Reading that and knowing the content of the babynames package, we can guess without effort that we are trying to plot the evolution of the number of babies (born in the USA) named “Eva” along the years.

/post/pandas-pipes_files/pipe-ggplot.png

With python pandas there is no dedicated operator but calls to DataFrame methods can be chained by using the standard . operator that becomes in this case a kind of pipeline operator. It’s great for built-in DataFrame methods but it is also possible to use the pipe1 method to wrap any function call.

One additional drawback is the impossibility to indent the different calls properly. Fortunately a trick consisting in surrounding the pipeline by parenthesis permits to bypass this limitation. Here is what it looks like.

(
babynames
  .query('name == "Eva"')
  .groupby('year')
  .agg({'n': 'sum'})
  .plot(kind = 'line')
)

/post/pandas-pipes_files/pipe-pandas.png

Not so bad!

Pipe everything

The pipe method can be used to call any function and integrate this call in the pipeline. Imagine you want to create a function (called number_by_year) to gather all your preparation code.
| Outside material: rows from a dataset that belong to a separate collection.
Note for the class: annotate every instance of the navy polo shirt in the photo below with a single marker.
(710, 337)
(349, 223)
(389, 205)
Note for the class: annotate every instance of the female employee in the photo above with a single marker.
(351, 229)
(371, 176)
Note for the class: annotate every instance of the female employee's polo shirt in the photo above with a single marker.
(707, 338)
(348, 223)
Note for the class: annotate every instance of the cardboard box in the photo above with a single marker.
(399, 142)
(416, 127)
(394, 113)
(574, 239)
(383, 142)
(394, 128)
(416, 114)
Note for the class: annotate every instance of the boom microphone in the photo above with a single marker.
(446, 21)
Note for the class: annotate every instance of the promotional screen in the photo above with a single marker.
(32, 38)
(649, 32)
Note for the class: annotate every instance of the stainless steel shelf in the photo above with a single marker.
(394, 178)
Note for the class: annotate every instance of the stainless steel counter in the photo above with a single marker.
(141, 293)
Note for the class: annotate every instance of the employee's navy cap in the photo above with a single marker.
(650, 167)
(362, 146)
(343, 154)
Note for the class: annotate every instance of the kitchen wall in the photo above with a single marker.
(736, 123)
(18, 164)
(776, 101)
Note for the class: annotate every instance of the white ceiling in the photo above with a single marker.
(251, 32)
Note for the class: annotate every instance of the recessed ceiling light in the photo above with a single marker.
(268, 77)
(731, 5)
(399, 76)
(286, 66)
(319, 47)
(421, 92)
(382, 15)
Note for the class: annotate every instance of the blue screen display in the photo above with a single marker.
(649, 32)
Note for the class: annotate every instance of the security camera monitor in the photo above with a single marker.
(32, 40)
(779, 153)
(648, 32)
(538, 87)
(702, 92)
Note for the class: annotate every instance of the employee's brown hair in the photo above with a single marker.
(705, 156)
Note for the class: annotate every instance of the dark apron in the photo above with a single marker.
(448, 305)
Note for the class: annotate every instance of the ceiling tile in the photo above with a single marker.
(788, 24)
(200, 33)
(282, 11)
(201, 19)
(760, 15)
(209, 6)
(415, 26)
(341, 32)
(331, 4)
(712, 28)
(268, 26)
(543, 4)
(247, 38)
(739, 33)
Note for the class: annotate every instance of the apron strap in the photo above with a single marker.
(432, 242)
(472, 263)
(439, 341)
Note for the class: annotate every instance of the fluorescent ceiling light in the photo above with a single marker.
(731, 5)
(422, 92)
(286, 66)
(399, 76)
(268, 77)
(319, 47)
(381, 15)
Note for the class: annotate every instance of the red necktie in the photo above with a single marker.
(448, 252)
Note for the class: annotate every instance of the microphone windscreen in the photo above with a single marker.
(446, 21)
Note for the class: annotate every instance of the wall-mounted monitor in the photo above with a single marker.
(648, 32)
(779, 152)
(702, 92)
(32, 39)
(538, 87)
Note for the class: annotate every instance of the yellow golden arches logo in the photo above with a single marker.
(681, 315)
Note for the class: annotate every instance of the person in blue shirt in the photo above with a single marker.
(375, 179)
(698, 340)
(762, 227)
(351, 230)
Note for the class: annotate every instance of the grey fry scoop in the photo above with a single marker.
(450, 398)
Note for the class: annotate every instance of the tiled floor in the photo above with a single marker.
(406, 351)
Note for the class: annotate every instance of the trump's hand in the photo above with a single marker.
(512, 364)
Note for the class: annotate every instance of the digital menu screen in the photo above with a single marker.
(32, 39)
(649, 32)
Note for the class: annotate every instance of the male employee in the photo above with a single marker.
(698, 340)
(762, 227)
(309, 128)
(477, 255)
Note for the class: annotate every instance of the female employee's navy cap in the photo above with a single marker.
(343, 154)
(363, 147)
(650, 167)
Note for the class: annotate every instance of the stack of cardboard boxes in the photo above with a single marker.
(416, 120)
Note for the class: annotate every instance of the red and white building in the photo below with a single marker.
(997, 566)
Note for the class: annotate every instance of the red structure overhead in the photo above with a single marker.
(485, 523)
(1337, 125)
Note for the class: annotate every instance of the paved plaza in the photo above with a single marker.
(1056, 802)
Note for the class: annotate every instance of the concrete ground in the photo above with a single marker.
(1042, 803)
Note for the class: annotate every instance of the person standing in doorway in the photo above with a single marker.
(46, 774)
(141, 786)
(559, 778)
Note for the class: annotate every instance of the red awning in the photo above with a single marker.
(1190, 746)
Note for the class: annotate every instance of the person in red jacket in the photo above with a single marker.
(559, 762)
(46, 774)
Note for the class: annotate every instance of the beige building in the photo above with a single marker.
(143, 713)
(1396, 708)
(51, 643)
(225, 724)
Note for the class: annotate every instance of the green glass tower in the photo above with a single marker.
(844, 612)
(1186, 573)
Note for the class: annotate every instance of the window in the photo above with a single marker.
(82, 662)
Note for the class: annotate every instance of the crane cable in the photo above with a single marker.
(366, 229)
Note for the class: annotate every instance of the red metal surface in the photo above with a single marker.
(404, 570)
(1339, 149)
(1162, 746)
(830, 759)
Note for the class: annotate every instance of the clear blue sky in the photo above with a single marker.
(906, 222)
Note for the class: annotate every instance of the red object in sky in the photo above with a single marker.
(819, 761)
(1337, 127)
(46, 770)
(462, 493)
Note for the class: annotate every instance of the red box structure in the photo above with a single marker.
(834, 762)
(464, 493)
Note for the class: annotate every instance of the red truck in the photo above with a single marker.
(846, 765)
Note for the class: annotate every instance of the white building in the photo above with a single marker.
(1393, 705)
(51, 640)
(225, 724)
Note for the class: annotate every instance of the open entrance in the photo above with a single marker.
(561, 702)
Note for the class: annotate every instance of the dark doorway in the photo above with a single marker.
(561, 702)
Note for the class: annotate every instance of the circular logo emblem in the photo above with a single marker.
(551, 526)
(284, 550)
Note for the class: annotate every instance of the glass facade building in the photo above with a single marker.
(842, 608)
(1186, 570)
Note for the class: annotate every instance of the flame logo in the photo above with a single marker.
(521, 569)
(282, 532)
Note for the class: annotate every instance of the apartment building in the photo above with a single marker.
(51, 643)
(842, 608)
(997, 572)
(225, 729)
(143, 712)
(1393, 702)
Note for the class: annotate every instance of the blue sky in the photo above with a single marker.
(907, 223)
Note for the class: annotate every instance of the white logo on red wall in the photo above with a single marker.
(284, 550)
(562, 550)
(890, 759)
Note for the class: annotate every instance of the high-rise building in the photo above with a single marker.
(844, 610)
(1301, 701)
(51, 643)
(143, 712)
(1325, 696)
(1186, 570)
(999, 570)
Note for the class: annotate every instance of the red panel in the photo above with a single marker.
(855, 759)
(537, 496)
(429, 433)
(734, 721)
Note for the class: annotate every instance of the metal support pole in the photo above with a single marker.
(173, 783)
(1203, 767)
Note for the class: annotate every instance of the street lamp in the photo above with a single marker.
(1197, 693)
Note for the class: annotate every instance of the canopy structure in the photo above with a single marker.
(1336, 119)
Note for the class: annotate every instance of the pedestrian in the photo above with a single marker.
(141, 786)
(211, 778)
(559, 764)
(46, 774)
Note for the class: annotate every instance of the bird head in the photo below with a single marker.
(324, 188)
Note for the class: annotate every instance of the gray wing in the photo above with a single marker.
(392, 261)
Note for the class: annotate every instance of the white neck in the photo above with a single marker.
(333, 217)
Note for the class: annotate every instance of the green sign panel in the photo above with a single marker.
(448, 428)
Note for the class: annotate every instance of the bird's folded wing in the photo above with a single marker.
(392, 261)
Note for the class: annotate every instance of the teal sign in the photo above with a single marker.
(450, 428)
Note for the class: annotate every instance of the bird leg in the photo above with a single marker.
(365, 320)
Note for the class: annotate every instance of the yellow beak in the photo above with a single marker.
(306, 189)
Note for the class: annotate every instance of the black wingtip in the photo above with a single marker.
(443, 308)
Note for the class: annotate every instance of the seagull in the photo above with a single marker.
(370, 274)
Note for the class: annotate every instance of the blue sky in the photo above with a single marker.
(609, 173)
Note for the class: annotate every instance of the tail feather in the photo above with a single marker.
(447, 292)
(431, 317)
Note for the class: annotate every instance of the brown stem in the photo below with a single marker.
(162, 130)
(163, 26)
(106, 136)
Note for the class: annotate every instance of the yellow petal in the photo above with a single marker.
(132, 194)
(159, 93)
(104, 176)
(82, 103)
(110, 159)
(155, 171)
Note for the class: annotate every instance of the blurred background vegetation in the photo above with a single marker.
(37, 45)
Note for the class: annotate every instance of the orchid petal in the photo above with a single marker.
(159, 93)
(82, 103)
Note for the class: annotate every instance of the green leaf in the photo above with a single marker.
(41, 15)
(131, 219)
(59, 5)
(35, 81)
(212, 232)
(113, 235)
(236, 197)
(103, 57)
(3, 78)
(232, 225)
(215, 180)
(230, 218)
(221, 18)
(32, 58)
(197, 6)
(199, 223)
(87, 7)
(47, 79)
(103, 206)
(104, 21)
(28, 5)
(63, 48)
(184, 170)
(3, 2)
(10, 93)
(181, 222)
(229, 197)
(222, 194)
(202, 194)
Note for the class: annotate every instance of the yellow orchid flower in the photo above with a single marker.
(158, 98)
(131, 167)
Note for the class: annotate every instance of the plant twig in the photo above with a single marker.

def number_by_year(df, b_name):
    """From the babynames dataset, 
    count the number of babies by year bearing the given name.
    """
    return (df
            .query('name == @b_name')
            .groupby('year')
            .agg({'n': 'sum'})
           )

# This is how to use the function just defined
# in the pipeline thanks to the pipe method
(
babynames
    .pipe(number_by_year, b_name="Eva")
    .plot(kind = 'line')
)

And yes, it is possible to do the same thing in R.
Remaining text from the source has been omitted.